NEW BOOK FROM PETER LANG
‘Power to Observe’: Irish Women Novelists in Britain, 1890-1916
By Whitney Standlee
Oxford: Peter Lang
278 pp. | ISBN 978-3-0343-1837-2 | £40.00
Irish women flourished in the publishing world at the turn of the twentieth century, and a number of the most popular and prolific of these authors chose to live and work in Britain. As expatriates, these women occupied a complex cultural space between Ireland and Britain from which they were able to observe the rapidly altering political landscape in their homeland and, in particular, the debates that concerned them as women.
This book examines the lives and literature of six Irish novelists – Emily Lawless, L. T. Meade, George Egerton, Katherine Cecil Thurston, M. E. Francis and Katharine Tynan – who lived and worked in Britain between the years 1890 and 1916, between them producing nearly 500 published works. Drawing on a range of their novels, this study explores their participation in the prevailing debates of the era: the Irish Question and the Woman Question.
This book was the winner of the 2013 Peter Lang Young Scholars Competition in Irish Studies.

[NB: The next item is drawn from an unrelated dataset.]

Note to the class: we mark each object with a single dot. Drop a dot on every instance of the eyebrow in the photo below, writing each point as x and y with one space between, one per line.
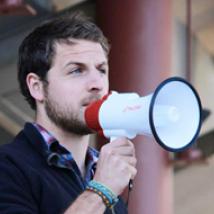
104 63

Contents: Irish Women, British Politics, and the Novel – A View from ‘Both Sides’: Emily Lawless’s Rebellion Novels and the Irish Question – ‘You Can’t Have a Big World If You Only Just Know This Part’: The Critique of Cultural Insularity in the Novels of L. T. Meade – ‘No Country’ for Old Maids: Escaping Ireland in the Novels of George Egerton and Katherine Cecil Thurston – ‘Your Dream-Ireland Does Not Exist’: M. E. Francis, Catholicism, and the Irish Literary Establishment – ‘Affection for England and Love of Ireland’: The Altering Landscapes of Katharine Tynan – Writing about Ireland; Writing about Problems.